- Genre: Documentary; True crime;
- Directed by: Chad Cunningham; Jeffrey Woods; Steven Wesley Miller; Wesley Caylor; Brian Peery; Robert Ivkovic;
- Presented by: Malikha Mallette (Season 2-present); Lynn Whitfield (Season 1);
- Original language: English
- No. of seasons: 15
- No. of episodes: 443

Production
- Executive producers: Tia A. Smith (151 episodes, 2013-2019); Todd Moss (25 episodes, 2013-2020); Stephen Land (20 episodes, 2013-2014); Allison Wallach (13 episodes, 2015-2020); Eric Wetherington (9 episodes, 2013-2023);
- Running time: 40-60 minutes
- Production company: Jupiter Entertainment

Original release
- Release: June 3, 2013 – present

= Fatal Attraction (2013 TV program) =

American true crime television series

Fatal Attraction is an American true crime television program that airs on TV One. The series debuted on June 3, 2013, and is produced by Jupiter Entertainment. On January 24, 2019, TV One announced it was renewing the program for an eighth season which premiered on January 28, 2019. On January 10, 2020, it was announced that the ninth season would premiere on January 13, 2020.

== Overview ==
The program features non-fiction narratives of crimes committed by a partner in an abusive relationship.
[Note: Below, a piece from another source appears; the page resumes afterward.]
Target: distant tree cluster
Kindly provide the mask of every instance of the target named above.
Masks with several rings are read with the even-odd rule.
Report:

The program is edited in a documentary style, using a central voice-over narration by Malikha Mallette, as well as interviews with people who have first-hand knowledge of the case, including law-enforcement officials, lawyers, journalists, friends and family members of both the victims and the accused. The first season was narrated by Lynn Whitfield.

In 2014, a subject in one of the shows claimed he had been unfairly depicted as a killer, and filed suit for defamation against TV One and Jupiter in Maryland District Court, seeking $650,000 in damages. The lawsuit was dismissed.